Montenegro enters 2026 with something rare in the Western Balkans: momentum that can be measured.
But in this region, momentum tends to be tested the moment it becomes visible.
Montenegro has moved further along the EU accession path than any of its neighbours. Progress is visible in chapters opened, legislation aligned and institutions increasingly tuned to European standards. The closure of Chapter 21 on Trans-European Networks — integrating the country’s transport and energy systems into Europe’s infrastructure grid — marks a shift in substance. Integration is no longer a distant objective. It is already taking shape.
That is where expectations begin to rise.
Capital follows direction that proves itself in execution. Montenegro’s edge lies in its alignment. Regulatory frameworks are converging with EU standards at a pace the region has not matched. Financial oversight is strengthening. Infrastructure, energy and digital projects are being built with European compatibility in mind, opening access to funding channels still out of reach for much of the Western Balkans.
Montenegro is ahead.
And that position changes the pressure.
Scale, often seen as a limitation, has turned into a structural advantage. Reform cycles move faster. Coordination is tighter. Adjustments that take years elsewhere can be implemented within months. Once direction is set, execution can follow with speed.
The comparison is already shifting.
As Montenegro moves closer to the EU core, regional benchmarks lose relevance. European standards become the reference point. That shift brings a different level of scrutiny — on labour markets, institutional capacity, sustainability and the speed at which decisions translate into results.
Change is visible across sectors.
Tourism is moving beyond seasonality toward year-round, capital-intensive models. Energy projects are entering the grid.
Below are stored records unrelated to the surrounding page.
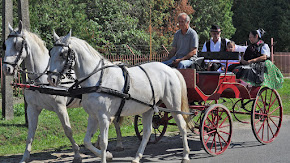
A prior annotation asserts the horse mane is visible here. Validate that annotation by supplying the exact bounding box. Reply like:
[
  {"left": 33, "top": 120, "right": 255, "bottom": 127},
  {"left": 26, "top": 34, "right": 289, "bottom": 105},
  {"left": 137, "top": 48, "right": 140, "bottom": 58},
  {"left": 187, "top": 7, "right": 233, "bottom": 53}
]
[
  {"left": 23, "top": 29, "right": 47, "bottom": 51},
  {"left": 70, "top": 37, "right": 110, "bottom": 62}
]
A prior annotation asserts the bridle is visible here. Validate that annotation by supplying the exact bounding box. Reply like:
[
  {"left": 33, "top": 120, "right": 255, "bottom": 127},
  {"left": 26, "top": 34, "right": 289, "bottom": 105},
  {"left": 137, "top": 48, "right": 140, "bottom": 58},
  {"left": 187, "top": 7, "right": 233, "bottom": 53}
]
[
  {"left": 3, "top": 34, "right": 28, "bottom": 69},
  {"left": 3, "top": 33, "right": 48, "bottom": 83},
  {"left": 47, "top": 43, "right": 75, "bottom": 80}
]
Transport investments are increasingly tied to competitiveness within a wider European system.
The transformation is structural.
The political context, however, remains less predictable.
The idea of collective accession has returned to the regional conversation. Montenegro’s response has been clear. Prime Minister Milojko Spajić has signalled that the country intends to enter first and wait for others from within the Union. It is a confident position. It also raises the stakes. The frame shifts from regional comparison to European evaluation.
At this stage, integration is tested through implementation.
Momentum raises expectations.
The significance of 2026 lies in whether progress holds under pressure. Continued reform would confirm Montenegro as the most credible EU-adjacent entry point in the Adria market. Any slowdown would narrow the gap between perception and delivery — precisely because expectations are now higher.
This issue looks at Montenegro as a front-runner.
Direction has been set. Delivery will be measured. The role of this magazine remains the same: to examine progress with clarity, without exaggeration and without hesitation.
Montenegro matters now because it is ahead. The harder question is whether it can sustain that position.